Um extra que quase ninguém leva em consideração: se vocês viajarem em grupo, não é necessário que cada um compre dados. Com o compartilhamento de conexão (tethering) de um único celular, vocês cobrem o grupo, embora eu prefira que pelo menos duas pessoas tenham sua própria linha, caso se separem. Essa é a principal razão pela qual o pocket wifi deixou de fazer sentido — mais um aparelho, com sua bateria e sua devolução —; explico isso em eSIM vs pocket wifi. Dez minutos de preparação economizam uma hora de fila no KLIA.
Perguntas frequentes
Preciso de passaporte para comprar um SIM na Malásia?
Sim. A regulamentação da MCMC exige o registro de todo SIM pré-pago com o passaporte original: fotocópias, fotos ou digitalizações não são aceitas. O vendedor fará isso no balcão. Com um eSIM comprado online, você economiza todo o processo.
Minha tarifa brasileira funciona sem custo extra na Malásia?
Não. A Malásia está fora da UE, então seu plano não se aplica e você passa para tarifas de zona distante, que podem chegar a vários euros por MB. Um único giga pode ultrapassar os 200 €. Desative os dados da sua linha brasileira ao aterrissar.

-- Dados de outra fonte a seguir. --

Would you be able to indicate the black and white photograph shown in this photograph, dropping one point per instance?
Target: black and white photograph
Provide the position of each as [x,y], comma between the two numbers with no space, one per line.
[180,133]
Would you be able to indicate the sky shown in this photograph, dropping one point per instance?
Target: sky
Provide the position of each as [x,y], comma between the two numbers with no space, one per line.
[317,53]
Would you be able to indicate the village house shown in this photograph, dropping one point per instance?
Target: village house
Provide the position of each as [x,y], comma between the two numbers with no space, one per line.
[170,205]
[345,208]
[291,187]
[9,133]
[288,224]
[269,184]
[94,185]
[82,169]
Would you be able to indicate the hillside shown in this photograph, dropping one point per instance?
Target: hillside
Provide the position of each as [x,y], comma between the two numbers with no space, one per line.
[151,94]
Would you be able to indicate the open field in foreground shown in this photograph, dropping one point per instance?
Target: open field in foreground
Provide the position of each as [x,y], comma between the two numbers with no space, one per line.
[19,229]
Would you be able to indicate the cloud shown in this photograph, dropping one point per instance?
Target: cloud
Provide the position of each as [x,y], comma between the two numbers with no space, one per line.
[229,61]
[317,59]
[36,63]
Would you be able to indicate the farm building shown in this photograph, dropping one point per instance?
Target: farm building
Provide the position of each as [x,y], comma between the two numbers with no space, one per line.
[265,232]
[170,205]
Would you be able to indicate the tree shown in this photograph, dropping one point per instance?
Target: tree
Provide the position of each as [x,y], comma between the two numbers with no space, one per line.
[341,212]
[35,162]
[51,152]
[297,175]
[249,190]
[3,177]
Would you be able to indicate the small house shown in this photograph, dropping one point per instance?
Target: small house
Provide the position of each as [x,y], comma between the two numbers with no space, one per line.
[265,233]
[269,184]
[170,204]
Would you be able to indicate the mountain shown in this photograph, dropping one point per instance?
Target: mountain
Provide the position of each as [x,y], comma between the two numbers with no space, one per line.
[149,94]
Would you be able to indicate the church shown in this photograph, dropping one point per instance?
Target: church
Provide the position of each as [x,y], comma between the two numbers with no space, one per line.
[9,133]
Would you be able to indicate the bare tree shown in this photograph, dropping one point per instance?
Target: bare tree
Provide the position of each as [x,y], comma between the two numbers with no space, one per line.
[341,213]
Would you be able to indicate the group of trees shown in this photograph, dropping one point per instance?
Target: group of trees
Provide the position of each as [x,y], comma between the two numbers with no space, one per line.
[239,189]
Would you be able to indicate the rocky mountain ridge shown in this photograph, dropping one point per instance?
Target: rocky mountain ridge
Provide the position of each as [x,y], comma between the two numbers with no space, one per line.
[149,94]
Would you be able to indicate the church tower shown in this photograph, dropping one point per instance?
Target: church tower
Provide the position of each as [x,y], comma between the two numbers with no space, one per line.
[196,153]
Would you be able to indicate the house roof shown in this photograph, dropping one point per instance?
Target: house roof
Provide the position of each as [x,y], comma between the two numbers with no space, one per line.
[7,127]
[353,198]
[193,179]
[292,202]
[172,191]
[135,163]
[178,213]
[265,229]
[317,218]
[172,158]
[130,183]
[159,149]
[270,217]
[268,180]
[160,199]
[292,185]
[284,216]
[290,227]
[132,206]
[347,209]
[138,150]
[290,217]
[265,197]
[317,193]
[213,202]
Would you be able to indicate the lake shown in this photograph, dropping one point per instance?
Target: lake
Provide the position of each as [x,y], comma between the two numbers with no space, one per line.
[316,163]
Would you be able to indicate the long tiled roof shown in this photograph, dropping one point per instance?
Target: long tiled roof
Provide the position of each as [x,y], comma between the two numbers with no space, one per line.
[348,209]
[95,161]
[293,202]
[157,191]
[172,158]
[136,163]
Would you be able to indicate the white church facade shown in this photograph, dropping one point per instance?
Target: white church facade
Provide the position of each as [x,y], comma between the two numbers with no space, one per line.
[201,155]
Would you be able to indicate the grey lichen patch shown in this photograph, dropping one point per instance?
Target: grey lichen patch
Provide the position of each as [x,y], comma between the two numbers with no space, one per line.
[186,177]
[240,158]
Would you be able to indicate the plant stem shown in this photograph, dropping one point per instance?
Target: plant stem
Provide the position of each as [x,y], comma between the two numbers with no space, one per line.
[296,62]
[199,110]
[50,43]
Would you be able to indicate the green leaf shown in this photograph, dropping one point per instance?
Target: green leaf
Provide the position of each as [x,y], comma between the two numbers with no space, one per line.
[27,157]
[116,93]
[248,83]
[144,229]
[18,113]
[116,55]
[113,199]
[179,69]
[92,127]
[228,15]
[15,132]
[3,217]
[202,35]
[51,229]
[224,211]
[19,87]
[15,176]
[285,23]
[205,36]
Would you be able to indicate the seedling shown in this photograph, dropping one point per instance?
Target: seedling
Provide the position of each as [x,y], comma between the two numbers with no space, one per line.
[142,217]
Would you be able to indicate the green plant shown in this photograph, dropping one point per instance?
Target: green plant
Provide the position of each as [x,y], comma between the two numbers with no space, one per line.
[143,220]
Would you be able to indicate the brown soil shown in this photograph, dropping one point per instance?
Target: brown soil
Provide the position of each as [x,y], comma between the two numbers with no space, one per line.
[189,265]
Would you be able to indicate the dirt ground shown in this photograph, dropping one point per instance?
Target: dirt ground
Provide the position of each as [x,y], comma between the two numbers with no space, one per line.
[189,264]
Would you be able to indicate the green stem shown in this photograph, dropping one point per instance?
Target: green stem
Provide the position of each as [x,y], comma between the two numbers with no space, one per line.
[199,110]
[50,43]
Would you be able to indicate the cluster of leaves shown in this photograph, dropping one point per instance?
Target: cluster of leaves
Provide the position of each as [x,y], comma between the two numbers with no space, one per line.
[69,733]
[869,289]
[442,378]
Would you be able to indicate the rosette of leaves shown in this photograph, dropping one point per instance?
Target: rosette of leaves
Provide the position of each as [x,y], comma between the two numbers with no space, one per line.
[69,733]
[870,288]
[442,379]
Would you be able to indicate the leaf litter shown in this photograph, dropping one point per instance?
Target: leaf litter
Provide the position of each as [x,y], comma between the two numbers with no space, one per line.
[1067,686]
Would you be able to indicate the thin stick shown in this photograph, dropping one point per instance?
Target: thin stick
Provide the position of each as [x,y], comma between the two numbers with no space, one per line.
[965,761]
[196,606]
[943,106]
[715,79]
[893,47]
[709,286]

Qual operadora tem melhor cobertura na Malásia?
Maxis e CelcomDigi lideram a cobertura nacional; em Bornéu e em áreas rurais, CelcomDigi é a mais confiável, enquanto U Mobile é a mais limitada lá. Em Kuala Lumpur, Penang ou Johor Bahru, as três funcionam muito bem.
Há cobertura na selva de Bornéu?
Não de forma confiável. Em Danum Valley, no rio Kinabatangan ou nos parques remotos de Sarawak, você deve contar com desconexão total por dias. As cidades (Kota Kinabalu, Kuching, Miri) estão bem cobertas. Baixe mapas e reservas offline antes de se aventurar.
Quantos gigas preciso para duas semanas na Malásia?
Entre 8 e 10 GB cobrem a maioria dos viajantes durante duas semanas, contando com Wi-Fi no hotel à noite. O consumo médio ronda 500 MB–1 GB por dia. Se for fazer streaming ou tethering, suba para 15–20 GB.
Posso usar meu número de WhatsApp brasileiro com uma linha malaia?
Sim. WhatsApp, Telegram e Instagram continuam vinculados ao seu número original e funcionam com qualquer conexão de dados. Não precisa mudar nada nem verificar a conta novamente: apenas muda por onde os dados saem.
A Malásia ainda tem rede 3G?
Não. A Malásia desligou sua rede 3G, então seu celular deve suportar 4G LTE para se conectar. Qualquer aparelho dos últimos anos cumpre isso. Se você usar um telefone muito antigo como secundário, verifique se ele é compatível com LTE.
O Wi-Fi público dos shoppings é seguro?
É conveniente, mas é uma rede aberta e compartilhada: evite banco online e senhas sensíveis. Além disso, muitas redes exigem verificação por SMS, impossível sem dados. Use-o como complemento, nunca como sua única forma de se conectar.
Conclusão: minha recomendação clara
Resumindo a viagem inteira em uma frase: o roaming é um luxo desnecessário, o Wi-Fi é um extra, o SIM local é barato, mas complicado, e o eSIM é o ponto ideal para 90% dos viajantes que vão à Malásia por duas ou três semanas. Você se conecta ao aterrissar, mantém seu número, não pega fila e paga uma fração do que sua operadora cobraria.
Se você quiser o passo a passo concreto de instalação, planos e compatibilidade, confira meu guia do eSIM para a Malásia. E se você já tem certeza, deixe o celular pronto hoje e esqueça o assunto: ative seu eSIM da Malásia aqui e aterre no KLIA com dados desde o primeiro minuto. A gente se vê no próximo destino.